Predicted Sentiment: Negative
Actual Sentiment: Positive

Example 2:
Review Text: those moviegoers who would automatically bypass a hip - hop documentary should give " scratch " a second look.
Predicted Sentiment: Negative
Actual Sentiment: Positive

Example 3:
Review Text: there's absolutely no reason why blue crush, a late - summer surfer girl entry, should be as entertaining as it is
Predicted Sentiment: Negative
Actual Sentiment: Positive

Example 4:
Review Text: the events of the film are just so weird that i honestly never knew what the hell was coming next.
Predicted Sentiment: Negative
Actual Sentiment: Positive

Example 5:
Review Text: mark pellington's latest pop thriller is as kooky and overeager as it is spooky and subtly in love with myth.
Predicted Sentiment: Negative
Actual Sentiment: Positive


The SentimentBert model's misclassifications often come from subtle or ambiguous language where it struggles to interpret nuanced positivity or even neutrality.
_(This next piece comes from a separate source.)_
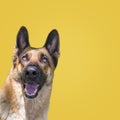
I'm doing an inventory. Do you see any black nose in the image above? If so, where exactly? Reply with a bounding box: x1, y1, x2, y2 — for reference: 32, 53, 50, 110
25, 66, 40, 78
This is because in a previous task, I set the prediction to be a rounded results after the output came from the sigmoid function. In examples with mixed expressions, like “no reason why... should be as entertaining as it is,” the model misreads phrases commonly associated with negativity, while fails to identify underlying tones of positivity. Similarly, phrases like “kooky and overeager” or “weird” can imply affection or intrigue in the context of film reviews, but the model interprets them as negative. These errors show the model's limitations in handling subjective language, and it could be improved upon with additional training on data with nuanced expressions, neutral sentiments, or sarcasm.